Em 2015, com a Grécia, Wolfgang Schäuble deu sinais de estar mesmo disposto a forçar uma ruptura. No meio de mais uma cimeira de emergência para aprovar um novo programa de destaque, veio da Alemanha a ideia de suspender a participação da Grécia no euro. Foi um momento histórico em que uma proposta que deixava cair um dos Estados membros chegou mesmo a ser passada a escrito. Os outros países – e também Angela Merkel – reagiram, e Schäuble acabou por rapidamente recuar, mas ainda assim ainda hoje defende que essa solução teria sido a que mais rapidamente tiraria a Grécia da crise.

Na relação com Portugal, passou por diversas fases. Durante o Governo de Passos Coelho apresentou muitas vezes o país como um caso de sucesso, como uma prova de que é possível fazer bem melhor do que a Grécia. Quando o actual governo entrou em funções, e nos primeiros meses os mercados deram sinais de desconfiança, Schäuble acrescentou ainda mais dúvidas: “Portugal vinha tendo muito sucesso até [à chegada] de um novo Governo. As coisas estão a acontecer da forma para a qual eu alertei o meu colega português, porque eu lhe disse que se seguissem esse caminho iriam correr um grande risco”.

Mais recentemente, numa entrevista ao Expresso, já elogiou os “resultados impressionantes” conseguidos por Portugal nos últimos anos, mas fez questão de ligar esses sucessos, não à política nacional, mas à europeia. “Demonstra igualmente que a política de estabilização europeia funciona”, disse, assinalando que “os Estados que aplicaram e concluíram programas de assistência têm um crescimento acima da média”.

Não se pense contudo que foi só como ministro das Finanças no período da crise das dívidas soberanas da zona euro que Wolfgang Schäuble desempenhou um papel importante no rumo seguido pela Alemanha e pela Europa. Muito pelo contrário. Desde os anos 80 do século passado, quando foi um membro proeminente da CDU, e ocupou cargos nos governos de Helmut Kohl, sendo apontado como potencial sucessor, que é uma das referências mais influentes do pensamento político alemão, nomeadamente sobre a Europa.

Em 1994, quatro anos depois de ser alvo de um atentado à sua vida, publicou um ensaio – em conjunto com Karl Lamers, e Theo Waigel – em que propunha uma Europa a várias velocidades e em que um grupo de países (e que não incluía a Itália e a Espanha) caminhava rapidamente em direcção a uma união política muito mais avançada, a uma autêntica Europa federal. Esta é uma ideia que ainda hoje defende, afirmando frequentemente que é a favor da existência de um ministro das Finanças europeu.

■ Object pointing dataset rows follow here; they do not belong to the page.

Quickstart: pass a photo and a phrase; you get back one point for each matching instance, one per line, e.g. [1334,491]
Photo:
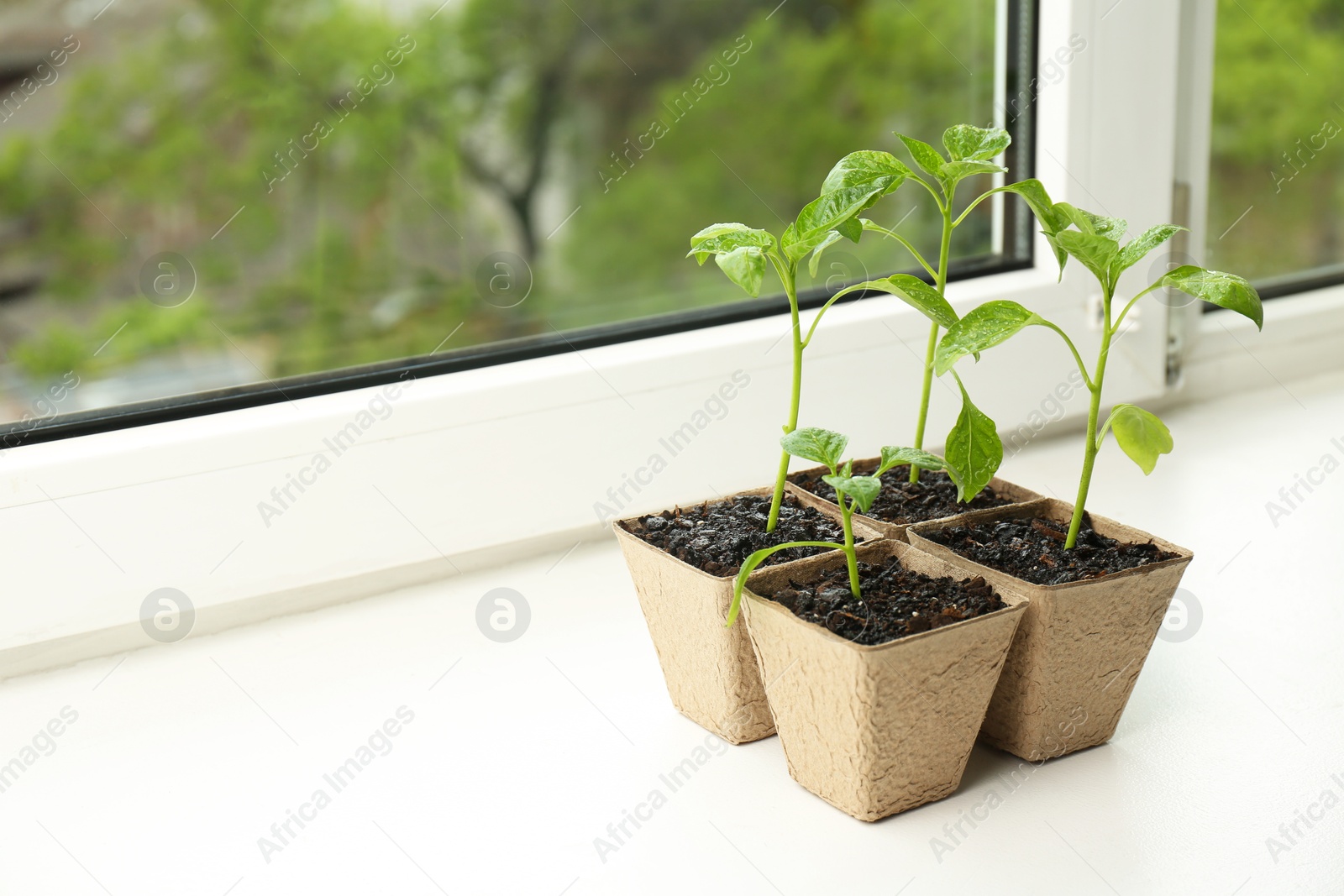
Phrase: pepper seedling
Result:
[743,253]
[974,448]
[827,448]
[1095,242]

Schäuble marcou com a sua proposta de 1994 o debate europeu da altura, mas as ideias que defendeu ficaram muito longe de passar à prática.

Agora que deixa de ser ministro das Finanças – e em que uma Europa a várias velocidades continua em discussão – Wolfgang Schäuble vai, com toda a probabilidade, continuar a querer dar razão aos que dizem que é a personalidade no activo que mais influenciou aquilo que é a Alemanha e a Europa. Ele é a figura de referência para muitos alemães e para a facção mais importante da CDU quando se discute a política económica e europeia do país. E, por isso, um novo Governo, mesmo sem Schäuble, vai ter sempre de continuar a ouvi-lo.